Many banks and fintechs, including Klarna and NatWest, already use AI chatbots for customer service. NatWest's Wong said they've made huge strides with generative AI in their AI service Quora, receiving more than 11 million chats over the year, with more than half requiring no human intervention. In 2017, the service received 1,000 chats a month, and intervention was required.

Swedish fintech Klarna said its AI assistant can handle the work of 700 customer service workers and resolve queries in less than two minutes, up from 11 minutes previously. As a result, the company expects to save $40 million in customer service costs this year.

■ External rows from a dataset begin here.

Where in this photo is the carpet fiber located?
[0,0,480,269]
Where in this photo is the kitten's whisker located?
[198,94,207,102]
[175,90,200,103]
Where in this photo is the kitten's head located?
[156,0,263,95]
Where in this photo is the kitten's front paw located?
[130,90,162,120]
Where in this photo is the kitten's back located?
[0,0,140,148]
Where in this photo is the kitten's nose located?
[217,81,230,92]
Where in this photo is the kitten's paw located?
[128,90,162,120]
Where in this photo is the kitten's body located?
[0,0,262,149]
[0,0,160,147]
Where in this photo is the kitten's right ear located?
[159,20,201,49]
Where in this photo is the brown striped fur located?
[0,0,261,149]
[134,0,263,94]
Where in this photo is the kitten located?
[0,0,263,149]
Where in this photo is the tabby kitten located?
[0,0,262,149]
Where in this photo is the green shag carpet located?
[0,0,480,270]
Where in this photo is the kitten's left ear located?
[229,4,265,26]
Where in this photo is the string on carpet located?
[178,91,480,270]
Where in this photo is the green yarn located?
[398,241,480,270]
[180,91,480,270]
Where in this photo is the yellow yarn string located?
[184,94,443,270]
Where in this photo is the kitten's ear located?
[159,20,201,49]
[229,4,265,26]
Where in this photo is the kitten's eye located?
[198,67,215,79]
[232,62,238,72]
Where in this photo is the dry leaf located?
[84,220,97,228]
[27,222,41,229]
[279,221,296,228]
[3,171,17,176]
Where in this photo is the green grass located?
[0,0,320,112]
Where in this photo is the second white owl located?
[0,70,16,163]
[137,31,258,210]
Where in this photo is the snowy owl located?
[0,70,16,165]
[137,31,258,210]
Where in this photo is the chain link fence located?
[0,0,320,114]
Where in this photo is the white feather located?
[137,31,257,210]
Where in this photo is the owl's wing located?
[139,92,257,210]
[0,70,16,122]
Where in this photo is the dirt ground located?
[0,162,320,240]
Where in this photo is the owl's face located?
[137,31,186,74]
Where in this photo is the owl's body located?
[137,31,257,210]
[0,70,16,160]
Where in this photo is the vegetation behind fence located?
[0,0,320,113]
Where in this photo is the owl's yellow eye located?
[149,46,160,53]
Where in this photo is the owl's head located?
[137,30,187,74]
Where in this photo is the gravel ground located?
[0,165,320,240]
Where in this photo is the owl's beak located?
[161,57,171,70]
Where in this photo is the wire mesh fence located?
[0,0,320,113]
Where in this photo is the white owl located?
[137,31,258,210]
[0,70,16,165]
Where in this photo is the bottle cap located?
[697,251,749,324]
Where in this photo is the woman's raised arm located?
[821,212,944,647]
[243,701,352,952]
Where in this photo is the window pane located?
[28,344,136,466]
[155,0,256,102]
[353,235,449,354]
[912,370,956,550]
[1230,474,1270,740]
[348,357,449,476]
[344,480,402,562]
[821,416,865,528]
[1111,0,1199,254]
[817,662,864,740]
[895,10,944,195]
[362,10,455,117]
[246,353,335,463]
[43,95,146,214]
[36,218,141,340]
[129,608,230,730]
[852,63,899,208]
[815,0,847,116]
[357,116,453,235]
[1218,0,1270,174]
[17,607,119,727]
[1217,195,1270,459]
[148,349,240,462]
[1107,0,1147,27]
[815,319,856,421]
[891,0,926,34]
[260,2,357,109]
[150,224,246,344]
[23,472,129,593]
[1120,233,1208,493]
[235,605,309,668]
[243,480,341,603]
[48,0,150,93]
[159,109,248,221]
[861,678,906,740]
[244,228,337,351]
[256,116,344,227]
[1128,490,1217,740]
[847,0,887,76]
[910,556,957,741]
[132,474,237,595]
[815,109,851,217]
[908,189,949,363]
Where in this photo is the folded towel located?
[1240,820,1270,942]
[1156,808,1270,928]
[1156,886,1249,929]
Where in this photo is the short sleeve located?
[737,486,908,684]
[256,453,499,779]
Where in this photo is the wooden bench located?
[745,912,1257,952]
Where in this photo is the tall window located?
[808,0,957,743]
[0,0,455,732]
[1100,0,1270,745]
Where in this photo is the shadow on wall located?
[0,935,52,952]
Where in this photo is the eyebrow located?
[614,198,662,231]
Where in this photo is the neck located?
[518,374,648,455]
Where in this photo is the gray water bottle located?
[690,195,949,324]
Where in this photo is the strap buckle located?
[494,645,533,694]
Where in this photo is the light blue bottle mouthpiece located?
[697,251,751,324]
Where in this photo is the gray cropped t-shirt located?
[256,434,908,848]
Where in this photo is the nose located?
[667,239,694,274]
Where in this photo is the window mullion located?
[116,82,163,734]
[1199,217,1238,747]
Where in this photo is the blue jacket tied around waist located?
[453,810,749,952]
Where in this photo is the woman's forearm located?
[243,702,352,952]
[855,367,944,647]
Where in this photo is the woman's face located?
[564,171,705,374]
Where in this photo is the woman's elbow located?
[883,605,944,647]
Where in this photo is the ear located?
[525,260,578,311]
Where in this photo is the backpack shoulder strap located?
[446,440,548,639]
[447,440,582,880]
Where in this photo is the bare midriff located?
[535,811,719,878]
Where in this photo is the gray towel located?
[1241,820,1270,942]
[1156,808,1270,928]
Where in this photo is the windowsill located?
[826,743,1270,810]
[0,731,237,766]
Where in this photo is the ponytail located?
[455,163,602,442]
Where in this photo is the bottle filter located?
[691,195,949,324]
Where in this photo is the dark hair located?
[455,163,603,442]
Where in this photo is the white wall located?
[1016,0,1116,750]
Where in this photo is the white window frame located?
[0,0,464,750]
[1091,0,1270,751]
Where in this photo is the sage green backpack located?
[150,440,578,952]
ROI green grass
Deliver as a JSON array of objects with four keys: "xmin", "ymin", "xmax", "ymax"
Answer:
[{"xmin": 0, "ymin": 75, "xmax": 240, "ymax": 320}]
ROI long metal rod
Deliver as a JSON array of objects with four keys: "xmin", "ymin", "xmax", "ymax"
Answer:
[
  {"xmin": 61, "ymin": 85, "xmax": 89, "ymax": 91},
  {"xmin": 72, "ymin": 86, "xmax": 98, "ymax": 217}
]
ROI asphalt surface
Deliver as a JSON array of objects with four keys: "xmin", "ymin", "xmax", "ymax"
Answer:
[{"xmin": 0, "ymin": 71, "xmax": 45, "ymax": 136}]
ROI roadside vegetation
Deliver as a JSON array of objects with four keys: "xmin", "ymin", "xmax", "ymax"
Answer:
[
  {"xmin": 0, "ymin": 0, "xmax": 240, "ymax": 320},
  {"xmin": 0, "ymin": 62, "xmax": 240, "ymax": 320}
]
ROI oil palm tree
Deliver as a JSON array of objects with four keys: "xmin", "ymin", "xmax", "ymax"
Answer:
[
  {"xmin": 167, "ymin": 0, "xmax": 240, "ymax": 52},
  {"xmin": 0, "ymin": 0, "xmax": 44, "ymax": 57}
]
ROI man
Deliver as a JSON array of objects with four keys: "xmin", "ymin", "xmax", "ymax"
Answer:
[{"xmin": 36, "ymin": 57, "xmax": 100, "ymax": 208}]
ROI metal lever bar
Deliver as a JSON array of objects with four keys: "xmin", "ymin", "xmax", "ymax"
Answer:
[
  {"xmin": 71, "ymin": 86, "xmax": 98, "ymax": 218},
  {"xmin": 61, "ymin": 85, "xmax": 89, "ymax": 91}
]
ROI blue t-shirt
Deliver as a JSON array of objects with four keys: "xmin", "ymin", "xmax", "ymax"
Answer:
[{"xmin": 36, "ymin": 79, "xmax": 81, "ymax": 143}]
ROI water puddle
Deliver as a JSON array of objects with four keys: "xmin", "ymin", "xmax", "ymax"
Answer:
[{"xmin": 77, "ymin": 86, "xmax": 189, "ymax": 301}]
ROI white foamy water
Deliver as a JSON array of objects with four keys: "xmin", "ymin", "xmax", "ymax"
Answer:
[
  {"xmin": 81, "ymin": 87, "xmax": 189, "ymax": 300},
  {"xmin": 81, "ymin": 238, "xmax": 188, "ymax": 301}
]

However, Wong said training the models is critical to his success. For example, one needs to understand that a change of address can have an emotional impact, such as bereavement of family.

“It was really important to understand the psychology behind it and, if you don't get it right, you can put it bluntly, confuse a lot of consumers,” he added.

Banks also had to be careful in introducing nascent technology while adhering to strict industry compliance rules and navigating an unregulated regulatory environment.

In a landmark ruling in 2022, a Dutch court ruled in favor of neobank Bunq after it sued the Dutch central bank to ban its use of AI to check money laundering.

Regulators last month lifted restrictions on German fintech N26 after it improved vetting measures. For years the bank had a cap on new client sign-ups due to poor money laundering controls and faced millions of euros in fines for consistently late filing of suspicious activity reports.

Karina Kozul, N26's chief risk officer, said it worked with regulators to build an AI model to predict whether a new customer is a criminal, which has reduced incidents on the platform by 90 percent. .

“If we don't embrace AI in the industry, in a few years, we won't be here,” he added. “We need to show the benefits and how we can adapt if we're using AI.”